Do princípio da proporcionalidade, estabelecido neste nº2,  resulta que “no exercício de poderes discricionários não basta que a Administração prossiga o fim legal justificador da concessão de tais poderes; ela deve prosseguir os fins legais, os interesses públicos, primários e secundários, segundo o princípio da justa medida, adoptando, entre as medidas necessárias e adequadas para atingir esses fins e prosseguir esses interesses, aquelas que impliquem menos gravames, sacrifícios ou perturbações à posição jurídica dos administrados[10].[11]

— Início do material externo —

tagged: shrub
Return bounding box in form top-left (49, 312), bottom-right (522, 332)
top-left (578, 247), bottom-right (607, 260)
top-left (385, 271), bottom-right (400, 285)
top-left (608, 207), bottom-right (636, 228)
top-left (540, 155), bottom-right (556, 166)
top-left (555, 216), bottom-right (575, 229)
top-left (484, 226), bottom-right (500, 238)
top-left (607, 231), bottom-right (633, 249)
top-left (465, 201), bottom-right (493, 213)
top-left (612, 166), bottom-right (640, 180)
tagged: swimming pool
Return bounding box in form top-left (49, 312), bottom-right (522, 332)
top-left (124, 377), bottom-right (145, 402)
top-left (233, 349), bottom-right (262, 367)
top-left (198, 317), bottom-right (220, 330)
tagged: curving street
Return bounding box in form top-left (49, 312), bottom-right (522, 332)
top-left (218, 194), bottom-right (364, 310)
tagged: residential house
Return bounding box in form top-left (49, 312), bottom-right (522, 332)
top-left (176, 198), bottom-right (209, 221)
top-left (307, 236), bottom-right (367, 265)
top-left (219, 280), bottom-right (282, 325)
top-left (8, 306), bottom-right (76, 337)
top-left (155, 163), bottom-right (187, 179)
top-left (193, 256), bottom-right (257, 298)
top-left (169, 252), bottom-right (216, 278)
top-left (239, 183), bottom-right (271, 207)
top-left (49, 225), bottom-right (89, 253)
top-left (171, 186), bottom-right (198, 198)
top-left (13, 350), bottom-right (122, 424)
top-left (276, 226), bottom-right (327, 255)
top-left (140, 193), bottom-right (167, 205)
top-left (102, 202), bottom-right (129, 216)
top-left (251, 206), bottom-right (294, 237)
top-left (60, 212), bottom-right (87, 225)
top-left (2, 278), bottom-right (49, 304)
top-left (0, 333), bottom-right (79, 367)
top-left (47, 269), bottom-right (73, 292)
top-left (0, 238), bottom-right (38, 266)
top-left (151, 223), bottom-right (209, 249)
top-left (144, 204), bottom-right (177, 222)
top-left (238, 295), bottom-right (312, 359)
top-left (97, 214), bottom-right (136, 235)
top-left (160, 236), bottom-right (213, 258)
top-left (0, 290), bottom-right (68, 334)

Considerou o CSM que  o interesse público subjacente de prestação das funções do recorrente como Magistrado Judicial em Tribunal Português é incompatível com a prorrogação da licença de licença sem vencimento para o exercício de funções em organismo internacional (EULEX ...), pois tal consubstanciaria uma alteração dos pressupostos com a que a licença sem vencimento para o exercício de funções em organismos internacionais lhe foi concedida, a saber, com natureza precária e temporalmente limitada a seis meses, de cuja deliberação o Ex Mº. Senhor Juiz foi notificado.

A propósito do tema em apreço importa sublinhar em primeiro lugar que a situação do recorrente não constitui uma insuportável afronta ao seu direito com a qual se tenha deparado de forma inusitada. Na verdade, o recorrente tinha perfeito conhecimento de que a sua situação tinha sido definida por deliberação de 18/02/2014 em que lhe tinha sido concedida licença sem vencimento até 14 de Junho de 2014.A mesma deliberação teve como suporte o requerimento apresentado pelo recorrente em 30 de Dezembro de 2014 em que pede a concessão duma licença sem vencimento com contagem de tempo de serviço e reserva de lugar  ao abrigo do disposto no artigo 76 da Lei 100/99 e pelo período de 16/1/2014 até 14/06/2014.

            A concessão de licença até essa data era adequada em Dezembro de 2014 mas, “mudam-se os tempos mudam-se as vontades”, agora o adequado, na perspectiva do  recorrente é prolongar o prazo da licença sem que se vislumbre outra razão que não a da construção do denominado curriculum profissional. Sobre a mesma temos sérias dúvidas de que, sem embargo de alguns sinais de sentido contrário, seja função do CSM a criação de condições de construção de curriculuns profissionais no estrangeiro, ou em Portugal, e que, por forma alguma, tal impetração tenha alguma potencialidade para fazer soçobrar a decisão impugnada.

A conduta do recorrente revela mesmo um procedimento que não se pauta pelas regras da correcção perante o CSM pois que, sabendo qual era a posição desta entidade e que a licença que lhe tinha sido concedida tinha sido por um “estricto período” vem, á revelia da deliberação, impetrar pela prorrogação.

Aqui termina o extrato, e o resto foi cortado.